Another Couple of Strange Schedule “B” Clauses

They keep coming up. People just don’t understand the law or are too cheap to retain a lawyer to draft up clauses for their Brokerage.

Deposit

“In the event no deposit is received by the Listing Brokerage’s office by the next business day following the date of acceptance of this Agreement of Purchase and Sale, the Seller shall have the option to exercise his right to unilaterally declare this Agreement of Purchase and Sale null and void, at which time the Seller shall be at liberty to accept a new offer, in the absence of a Mutual Release executed by the Buyer.”

Waiver

“In the event no waiver(s) signed by the Buyer arrived at the Listing Brokerage’s office within the time limit for each and every condition provided herein, as evidenced by the Seller’s or his agent’s acknowledgement otherwise, the Seller shall exercise his right by virtue of the condition, to unilaterally declare this Agreement of Purchase and Sale null and void, at which time the Seller shall be at liberty to accept a new offer, in the absence of a Mutual Release executed by the Buyer.”

Comment

The Deposit Clause

This clause adds confusion.
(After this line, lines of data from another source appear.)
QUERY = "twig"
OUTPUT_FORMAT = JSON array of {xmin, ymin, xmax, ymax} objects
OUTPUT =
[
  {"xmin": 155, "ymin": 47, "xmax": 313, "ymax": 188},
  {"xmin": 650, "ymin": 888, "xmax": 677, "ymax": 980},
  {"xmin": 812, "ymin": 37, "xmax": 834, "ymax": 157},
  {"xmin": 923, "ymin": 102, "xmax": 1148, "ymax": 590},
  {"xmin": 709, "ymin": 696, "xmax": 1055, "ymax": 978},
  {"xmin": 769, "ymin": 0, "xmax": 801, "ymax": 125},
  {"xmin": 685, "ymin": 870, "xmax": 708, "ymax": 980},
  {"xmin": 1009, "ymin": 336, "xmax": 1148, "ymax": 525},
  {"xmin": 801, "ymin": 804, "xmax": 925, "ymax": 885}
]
The rights of both parties were clear under the OREA’s  contract, but now they have just become “fuzzy”. Does the Seller have to wait an extra day? Does the Seller have to wait an extra “business day”? And why would you want to have the right to declare the APS “null and void”? The Seller was entitled immediately to accept a second Offer, They were also entitled to sue for the deposit on the first deal. However, that’s no longer the case. And, to think that the Listing Brokerage added this to “protect” their own Clients. I think this is just plain negligence on their part.

The Waiver Clause

Obviously, they have never heard of a Condition Subsequent or a True Condition Precedent because this clause applies to them as well. Also, Waivers and Notices of Fulfillment both work for regular Conditions Precedent, but this clause only covers waivers. And, the Seller and/or the Seller’s agent have to acknowledge them. What if they don’t? What if their internet is down or they just don’t even bother to send out an Acknowledgement? Again, the failure to deliver on the part of the Buyer may not have been in “good faith” meaning the Seller has legal rights! Why would the Listing Brokerage want to take them away? It seems like the Listing Brokerage is totally unaware of their own Client’s legal rights! Again, negligence drafting this up in my opinion.